Both The Day After Tomorrow and Deep Impact were absurdly expensive ventures. The Day After Tomorrow cost a reported $200 million, $185 million more than the United States originally pledged to disaster relief. Deep Impact cost close to $100 million, which means the combined total cost for making both films is just $50 million less than the $350 million the United States was shamed into pledging. But despite the money and care that went into creating the fictional tsunamis, no single image or sequence in either film inspires as much fear as the footage of the real-life tsunamis that saturated cable-news programs last week. That footage is devastating--and not just because of the numbers of lives lost. No, there is a terrifying artfulness to it. Watching the footage, you realize that no amount of light and magic can ever match the fear, panic, and, in the end, ghastly thrill that these images instill. Much of this has to do with the obvious divide between reality and art, but there's something more at play: The way the real-life tsunami has been shot offers a far more visceral experience than any filmmaker would dare to attempt.

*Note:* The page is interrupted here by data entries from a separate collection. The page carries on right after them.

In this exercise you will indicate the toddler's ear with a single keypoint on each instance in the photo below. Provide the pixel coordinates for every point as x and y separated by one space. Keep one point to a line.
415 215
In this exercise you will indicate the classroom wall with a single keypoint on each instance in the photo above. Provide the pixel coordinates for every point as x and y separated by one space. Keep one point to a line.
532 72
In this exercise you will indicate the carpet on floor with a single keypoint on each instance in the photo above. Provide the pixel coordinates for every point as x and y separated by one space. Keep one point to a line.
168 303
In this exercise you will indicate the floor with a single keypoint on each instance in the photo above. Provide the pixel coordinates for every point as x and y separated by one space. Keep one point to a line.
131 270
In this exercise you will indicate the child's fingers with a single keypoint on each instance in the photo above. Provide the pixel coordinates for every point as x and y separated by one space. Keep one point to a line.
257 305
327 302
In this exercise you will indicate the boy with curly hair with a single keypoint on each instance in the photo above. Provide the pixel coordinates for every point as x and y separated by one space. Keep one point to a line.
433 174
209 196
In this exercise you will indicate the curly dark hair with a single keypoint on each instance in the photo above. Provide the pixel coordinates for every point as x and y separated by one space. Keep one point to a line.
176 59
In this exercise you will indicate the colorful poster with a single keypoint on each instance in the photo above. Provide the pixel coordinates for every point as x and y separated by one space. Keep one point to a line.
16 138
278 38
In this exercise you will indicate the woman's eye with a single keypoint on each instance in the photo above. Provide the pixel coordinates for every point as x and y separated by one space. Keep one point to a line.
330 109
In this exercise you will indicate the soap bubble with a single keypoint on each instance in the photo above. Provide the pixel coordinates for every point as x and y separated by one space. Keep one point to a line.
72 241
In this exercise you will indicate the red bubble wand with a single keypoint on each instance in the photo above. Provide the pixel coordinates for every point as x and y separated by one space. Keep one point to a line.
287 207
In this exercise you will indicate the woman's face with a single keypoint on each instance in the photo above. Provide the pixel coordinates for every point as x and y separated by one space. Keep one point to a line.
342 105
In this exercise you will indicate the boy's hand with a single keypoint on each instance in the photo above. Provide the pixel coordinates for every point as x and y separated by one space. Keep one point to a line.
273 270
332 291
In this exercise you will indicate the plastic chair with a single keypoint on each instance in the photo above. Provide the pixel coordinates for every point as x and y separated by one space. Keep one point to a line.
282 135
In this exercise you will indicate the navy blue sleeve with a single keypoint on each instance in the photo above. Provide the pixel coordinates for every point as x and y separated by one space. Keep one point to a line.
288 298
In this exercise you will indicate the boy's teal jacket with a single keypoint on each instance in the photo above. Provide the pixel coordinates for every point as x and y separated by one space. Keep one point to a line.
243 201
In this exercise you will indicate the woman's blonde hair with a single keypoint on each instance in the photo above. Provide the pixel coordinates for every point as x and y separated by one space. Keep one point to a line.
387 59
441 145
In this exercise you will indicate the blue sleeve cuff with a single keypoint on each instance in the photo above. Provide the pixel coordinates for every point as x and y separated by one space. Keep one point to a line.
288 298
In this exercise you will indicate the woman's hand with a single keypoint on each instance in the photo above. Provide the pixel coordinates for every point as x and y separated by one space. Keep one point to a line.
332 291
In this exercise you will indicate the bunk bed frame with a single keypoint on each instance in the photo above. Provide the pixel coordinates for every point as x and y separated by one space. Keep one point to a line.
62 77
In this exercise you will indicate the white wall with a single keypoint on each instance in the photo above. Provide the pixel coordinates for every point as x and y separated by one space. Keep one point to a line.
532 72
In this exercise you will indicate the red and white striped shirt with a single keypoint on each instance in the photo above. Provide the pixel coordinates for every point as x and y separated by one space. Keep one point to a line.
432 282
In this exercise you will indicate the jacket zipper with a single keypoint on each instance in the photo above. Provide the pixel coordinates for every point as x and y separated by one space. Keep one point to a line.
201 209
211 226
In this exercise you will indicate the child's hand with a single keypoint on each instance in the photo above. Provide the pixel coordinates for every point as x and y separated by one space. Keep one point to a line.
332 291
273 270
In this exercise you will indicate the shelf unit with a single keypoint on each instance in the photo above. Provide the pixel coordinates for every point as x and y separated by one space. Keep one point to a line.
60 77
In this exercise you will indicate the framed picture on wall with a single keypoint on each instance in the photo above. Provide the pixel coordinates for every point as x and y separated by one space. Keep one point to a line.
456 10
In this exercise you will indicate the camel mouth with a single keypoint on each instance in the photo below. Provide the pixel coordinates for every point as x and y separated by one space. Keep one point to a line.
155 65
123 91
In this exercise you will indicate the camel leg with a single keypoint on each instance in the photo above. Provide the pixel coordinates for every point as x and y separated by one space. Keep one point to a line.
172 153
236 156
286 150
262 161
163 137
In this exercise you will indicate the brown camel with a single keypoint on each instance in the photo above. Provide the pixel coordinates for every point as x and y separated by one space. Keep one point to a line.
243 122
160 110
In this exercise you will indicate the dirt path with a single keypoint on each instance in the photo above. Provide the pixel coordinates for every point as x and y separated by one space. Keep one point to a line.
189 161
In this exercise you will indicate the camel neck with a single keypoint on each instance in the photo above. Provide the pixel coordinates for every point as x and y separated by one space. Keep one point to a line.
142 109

While directors frequently treat us to spectacular images of destruction, they almost always provide an easy emotional disconnect, something that helps to separate the audience from the image. We may gape in awe at what we're witnessing, but we are not truly affected by what we're watching. As viewers we often float above the images, seeing them from multiple angles; we're dropped in close to see cars and people being washed away in Manhattan, but then we're quickly, and dishonestly, pulled back out again. Movies are voyeurism, and there is no safer peeping perch than in the audience watching a disaster movie--we get the thrill without getting wet.

In contrast, the footage of the South Asia tsunamis are shockingly intimate, and therefore, far more terrifying. There are no long shots. The video is shot with shaky camcorders, the sound is muddled and often indecipherable. They're incomplete. And these images accomplish the goal of every great horror movie: They allow our imaginations to do most of the heavy lifting.

In the days immediately following the disaster, we scrambled to see what we could of the "giant wave," searching for was a single defining image--a shot like the Statue of Liberty being submerged in The Day After Tomorrow, or buildings being toppled as they were in Deep Impact, or the second plane hitting the World Trade Center. But a single, defining image of this disaster doesn't exist. Instead, we've only been able to see tiny slices of chaos: A couple being washed off a hotel terrace, a restaurant once perfectly in order suddenly swept away during the course of a single shot, the huffing and puffing of a cameraman stumbling away from the shore. Each of these images is brought to us from a single, panicked point of view, never interrupted--and because of this constraint our imaginations are forced to fill in the rest, all the other thousands of people caught up in this tragedy, all the other deaths.

Hollywood works hard, and spends an obscene amount of money, trying to scare us with faked images of imaginary tragedies--but only a sunburned tourist with a cheap video camera can scare us to death.